Difference between Network Hospitals and Non-network Hospitals

Network hospitals VS. Non-network hospitals

In the US, private health insurance companies contract with hospitals to provide coverage and benefits for their members. Some hospital networks are exclusive, meaning that only patients covered by certain plans can receive care at those hospitals. Other hospitals are in-network and accept most plans.

If a patient chooses to visit a network hospital, he/she can expect to receive better service at an affordable price because many patients come there for treatment which makes it easy for them to earn more profit than non-network hospitals. This will also help them in improving their services so that they can attract more customers to their facilities.

On the other hand, if a patient chooses to visit non-network hospitals he/she has less chance of receiving good service because there are fewer patients who come there for treatment which makes it difficult for them to earn enough profit to improve their services.

8 Differences between Network Hospitals and Non-network Hospitals

Now that you understand the explicit difference in terms of the insurance paperwork, let us see how these hospitals affect your stay. Network or non-network hospitals both come with their own implications. 

1. Formalities

Excessive formalities and paperwork are the pain of this generation. Despite technology coming to the save, a lot of hospitals require formalities first and treatment later. The issue has been a subject of major medical debates. However, ground changes have been slow to implement. A network hospital saves you and your family from undergoing explicit paperwork formalities. On the other hand, non-network hospitals will require several checks before looking into your health insurance policy cover.

2. Urgent Cash

A non-networked hospital requires you to pay and have steady cash available at all times. This can make the process extremely cumbersome for people who save less and spend more. The sudden cash requirements tend to affect the monthly budget and sometimes even yearly expenses. Networked hospitals, on the other hand, do not require you to have steady cash. You can avail of the treatment and send the transaction bill to the insurance agency for payment.

3. Waiting period

The waiting period for a non-networked hospital can be very cumbersome. When you submit your hospital expense report, you might have to wait for some time before the insurance agency clears the due. This is because of the long period of verification process that undergoes in the clearance process. On the other hand, networked hospitals simplify the process by taking lesser time to clear your hospital dues. 

4. Cost management

The main benefit of having a network is that it helps manage costs for both insurers and patients. Insurers can negotiate rates with hospitals and doctors, which allows them to keep premiums lower than they otherwise would be. Patients also benefit from not having to worry about how much their care costs because their plan has negotiated lower prices for them.

5. Contractual Agreements

Non-network hospitals are those that do not have any contractual agreements with health insurance companies. They provide services to patients who come from out of state, who do not have insurance, or who want to pay for their own medical bills.

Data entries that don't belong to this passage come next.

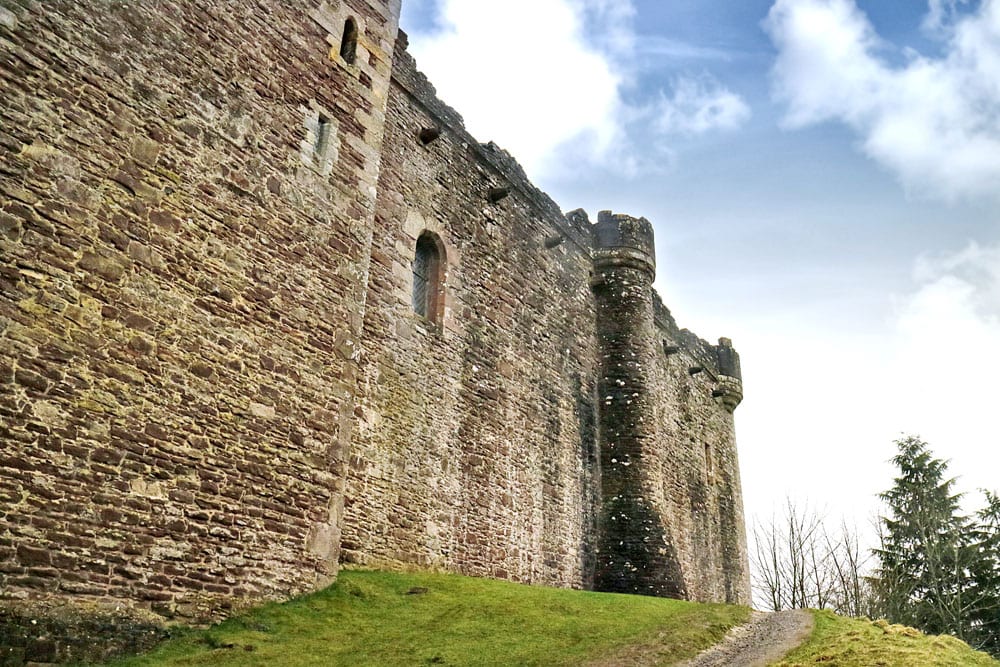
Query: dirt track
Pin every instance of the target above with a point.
(765, 639)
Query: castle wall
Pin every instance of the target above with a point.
(186, 206)
(213, 384)
(692, 472)
(475, 448)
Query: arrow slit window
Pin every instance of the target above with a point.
(428, 281)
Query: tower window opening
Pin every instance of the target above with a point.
(427, 265)
(322, 141)
(349, 42)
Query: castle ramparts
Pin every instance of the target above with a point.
(267, 309)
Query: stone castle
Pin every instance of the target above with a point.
(267, 308)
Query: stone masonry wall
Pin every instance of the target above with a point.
(213, 384)
(693, 473)
(186, 207)
(475, 448)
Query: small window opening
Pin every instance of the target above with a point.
(427, 278)
(709, 463)
(349, 43)
(322, 143)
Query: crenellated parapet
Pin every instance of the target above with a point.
(621, 241)
(730, 378)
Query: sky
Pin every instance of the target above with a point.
(823, 177)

These hospitals are usually located near your home and are easy to access. You don’t have to go through a lot of paperwork or require referrals from your doctors in order to get treated at these facilities.

6. Inclusive Agreement

Network hospitals do not charge the patient for treatment, which means the patient will pay only their deductible and coinsurance. The insurance company pays most of the bill and then the balance is paid by you. Non-network hospitals charge the patient for all medical services rendered at their facility. This means that you will have to pay for your entire medical bill before you receive any reimbursement from your insurance company.

7. Profit evaluation

In health insurance plans with in-network providers, you will pay less because the plan has negotiated discounted rates with these providers. You can also use your HSA or FSA money to pay for out-of-network providers. However, you will have to pay the full cost of services out-of-pocket and then submit claims to your insurer for reimbursement.

8. Medical professionals

Hospital networks are created by health insurance companies so that they can negotiate lower rates with doctors and hospitals in exchange for being included in their networks. This allows them to offer lower premiums without sacrificing the quality of care. Some people may argue that this practice results in inferior care because patients may not get treated at the best hospitals or by their preferred physicians- but studies show that this isn't necessarily true.

Health insurance is a form of insurance that pays for medical and surgical expenses, whether the expense is covered by the patient or not. It may be paid by an employer, government program, or individual. It may be funded through a social insurance system or a mixed economy of funding sources.

You can visit get my policy to find affordable health insurance policy covers based on your location and need. Just add your details and kick start your journey to safeguarding your health.